Santé

Covid-19/relâchement des mesures barrières : le sous-préfet de Meiganga annonce l'incarcération des personnes prises sans masque facial

Covid-19/relâchement des mesures barrières : le sous-préfet de Meiganga annonce l'incarcération des personnes prises sans masque facial

Ces mesures visent à pallier le relâchement presque général des mesures barrières dans tous les espaces ouverts au public.

Dans la ville de Meiganga, située dans la région de l’Adamaoua, l’autorité administrative ne badine avec les mesures barrières. Dans un communiqué, le sous-préfet de cet arrondissement, Max Mbella, annonce l’incarcération de toutes « les personnes prises en flagrant délit de défaut de port du masque, qui seront interpellées et conduites au commissariat de sécurité publique et la brigade de gendarmerie ».

L’autorité administrative promet par ailleurs la fermeture et des sanctions contre les responsables des services publics qui n’auront pas disposé un seau d’eau et du savon pour le lavage des mains.

Mohamadou Bakary est le chef de district de santé. Interrogé par le journal L’œil du Sahel, il révèle que 50 nouveaux cas de contamination ont été enregistrés entre le 8 et le 23 février. Portant ainsi le nombre global de cas positifs à 88, dont 50 actifs et un décès.

Les descentes musclées dans les espaces ouverts au public, notamment les administrations, les marchés, les hôtels, restaurants, débits de boisson et gares routières conduites par le sous-préfet, appuyé par les forces de maintien de l’ordre, arrivent à sa fin le 26 février 2021.

Des dépistages de masse

Ces mesures visent à pallier le relâchement presque général des mesures barrières dans tous les espaces ouverts au public.
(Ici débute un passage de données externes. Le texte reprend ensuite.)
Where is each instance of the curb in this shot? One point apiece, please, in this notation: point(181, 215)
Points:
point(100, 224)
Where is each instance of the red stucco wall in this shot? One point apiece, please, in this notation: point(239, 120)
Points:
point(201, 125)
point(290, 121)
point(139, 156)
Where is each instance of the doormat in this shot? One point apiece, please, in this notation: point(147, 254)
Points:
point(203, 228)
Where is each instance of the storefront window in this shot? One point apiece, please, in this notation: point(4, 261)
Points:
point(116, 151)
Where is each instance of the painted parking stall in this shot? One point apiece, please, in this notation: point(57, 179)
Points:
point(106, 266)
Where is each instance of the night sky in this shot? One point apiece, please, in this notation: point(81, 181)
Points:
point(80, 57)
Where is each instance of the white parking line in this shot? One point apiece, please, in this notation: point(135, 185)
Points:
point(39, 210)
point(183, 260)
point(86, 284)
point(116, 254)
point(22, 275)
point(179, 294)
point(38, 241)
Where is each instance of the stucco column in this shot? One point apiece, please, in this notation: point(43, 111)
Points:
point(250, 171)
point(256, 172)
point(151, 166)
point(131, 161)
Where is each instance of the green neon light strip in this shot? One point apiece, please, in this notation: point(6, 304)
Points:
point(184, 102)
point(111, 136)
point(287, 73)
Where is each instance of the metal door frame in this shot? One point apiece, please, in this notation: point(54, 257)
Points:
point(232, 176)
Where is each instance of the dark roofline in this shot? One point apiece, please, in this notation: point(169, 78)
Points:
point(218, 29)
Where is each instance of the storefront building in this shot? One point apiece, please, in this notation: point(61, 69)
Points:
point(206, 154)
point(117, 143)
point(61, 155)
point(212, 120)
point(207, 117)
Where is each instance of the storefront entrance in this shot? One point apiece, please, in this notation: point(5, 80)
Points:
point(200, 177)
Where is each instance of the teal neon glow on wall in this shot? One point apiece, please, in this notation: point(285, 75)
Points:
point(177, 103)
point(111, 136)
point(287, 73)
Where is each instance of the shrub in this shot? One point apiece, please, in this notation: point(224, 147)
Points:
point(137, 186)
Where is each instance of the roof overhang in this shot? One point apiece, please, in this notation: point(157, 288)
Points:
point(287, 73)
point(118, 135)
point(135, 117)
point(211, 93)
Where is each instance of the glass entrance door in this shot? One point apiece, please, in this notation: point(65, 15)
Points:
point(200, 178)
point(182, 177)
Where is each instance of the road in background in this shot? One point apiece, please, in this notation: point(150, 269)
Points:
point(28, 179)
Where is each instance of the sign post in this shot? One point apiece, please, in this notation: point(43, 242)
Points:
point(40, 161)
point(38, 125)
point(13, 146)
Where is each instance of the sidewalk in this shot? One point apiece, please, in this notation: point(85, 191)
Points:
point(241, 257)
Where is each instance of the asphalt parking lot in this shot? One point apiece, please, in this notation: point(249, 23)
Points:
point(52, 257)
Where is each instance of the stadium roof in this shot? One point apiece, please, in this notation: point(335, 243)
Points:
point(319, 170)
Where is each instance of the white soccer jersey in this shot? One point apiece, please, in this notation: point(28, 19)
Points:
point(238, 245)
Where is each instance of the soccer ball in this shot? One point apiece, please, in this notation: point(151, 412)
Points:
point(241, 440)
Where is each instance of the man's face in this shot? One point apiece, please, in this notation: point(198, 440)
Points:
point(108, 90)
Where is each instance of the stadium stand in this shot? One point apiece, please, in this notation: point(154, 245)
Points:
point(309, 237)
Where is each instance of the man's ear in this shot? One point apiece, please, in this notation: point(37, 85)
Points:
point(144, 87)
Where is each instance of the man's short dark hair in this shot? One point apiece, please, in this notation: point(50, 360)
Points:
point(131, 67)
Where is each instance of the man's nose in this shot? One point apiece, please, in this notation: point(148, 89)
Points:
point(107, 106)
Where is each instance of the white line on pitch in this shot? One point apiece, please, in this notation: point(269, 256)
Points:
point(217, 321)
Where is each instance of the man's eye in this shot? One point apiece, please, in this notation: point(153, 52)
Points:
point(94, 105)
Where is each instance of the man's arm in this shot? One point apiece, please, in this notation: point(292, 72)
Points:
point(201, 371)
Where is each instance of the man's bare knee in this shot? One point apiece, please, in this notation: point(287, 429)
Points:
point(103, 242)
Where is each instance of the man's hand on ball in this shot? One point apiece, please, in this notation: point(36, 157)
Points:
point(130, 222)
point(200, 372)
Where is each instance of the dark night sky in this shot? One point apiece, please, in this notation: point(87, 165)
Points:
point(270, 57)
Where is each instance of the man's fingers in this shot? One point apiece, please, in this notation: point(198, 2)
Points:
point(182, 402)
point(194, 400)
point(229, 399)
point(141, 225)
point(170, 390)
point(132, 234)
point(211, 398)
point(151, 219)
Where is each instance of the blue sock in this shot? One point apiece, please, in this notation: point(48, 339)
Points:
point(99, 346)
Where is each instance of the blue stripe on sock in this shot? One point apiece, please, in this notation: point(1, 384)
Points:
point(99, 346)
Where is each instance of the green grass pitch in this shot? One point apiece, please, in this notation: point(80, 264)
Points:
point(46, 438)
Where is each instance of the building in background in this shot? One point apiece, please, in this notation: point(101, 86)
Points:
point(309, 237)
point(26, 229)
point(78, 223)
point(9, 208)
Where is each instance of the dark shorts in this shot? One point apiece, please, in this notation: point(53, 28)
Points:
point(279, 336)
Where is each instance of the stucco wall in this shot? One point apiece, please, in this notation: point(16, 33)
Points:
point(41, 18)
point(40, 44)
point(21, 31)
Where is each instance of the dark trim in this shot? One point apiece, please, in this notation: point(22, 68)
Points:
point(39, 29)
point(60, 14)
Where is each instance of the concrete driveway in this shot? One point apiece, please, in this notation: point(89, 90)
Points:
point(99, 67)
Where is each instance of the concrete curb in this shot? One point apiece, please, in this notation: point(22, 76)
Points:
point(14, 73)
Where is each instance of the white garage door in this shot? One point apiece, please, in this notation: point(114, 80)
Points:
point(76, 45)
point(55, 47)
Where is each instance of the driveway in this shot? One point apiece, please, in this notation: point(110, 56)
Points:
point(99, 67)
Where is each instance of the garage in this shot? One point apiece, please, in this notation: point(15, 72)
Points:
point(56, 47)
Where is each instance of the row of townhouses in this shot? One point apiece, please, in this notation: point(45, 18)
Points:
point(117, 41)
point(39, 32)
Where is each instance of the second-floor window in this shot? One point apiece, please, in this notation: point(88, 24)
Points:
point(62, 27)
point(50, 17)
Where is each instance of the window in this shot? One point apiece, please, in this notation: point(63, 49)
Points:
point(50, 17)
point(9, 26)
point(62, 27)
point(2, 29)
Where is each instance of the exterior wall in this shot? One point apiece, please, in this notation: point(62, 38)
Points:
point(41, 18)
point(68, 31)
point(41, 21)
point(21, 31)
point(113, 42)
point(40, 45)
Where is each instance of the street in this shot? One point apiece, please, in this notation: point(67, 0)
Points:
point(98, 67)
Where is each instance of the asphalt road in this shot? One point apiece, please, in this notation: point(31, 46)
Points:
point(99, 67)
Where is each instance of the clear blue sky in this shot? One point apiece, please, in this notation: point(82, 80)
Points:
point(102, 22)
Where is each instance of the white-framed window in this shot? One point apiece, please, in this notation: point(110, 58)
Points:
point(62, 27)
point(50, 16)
Ce qui fait de Meiganga un grand foyer de la pandémie dans la région de l’Adamaoua.

En guise de réaction, le district de santé a « engagé des dépistages de masse dans les établissements scolaires et les communautés. Par ailleurs, tout patient hospitalisé et les garde-malades sont systématiquement dépistés dans toutes les formations sanitaires ».

Les autorités locales procèdent également par la sensibilisation et les causeries éducatives dans les lieux publics grâce à la formation de 125 agents de santé communautaire pour la surveillance et la recherche active des cas.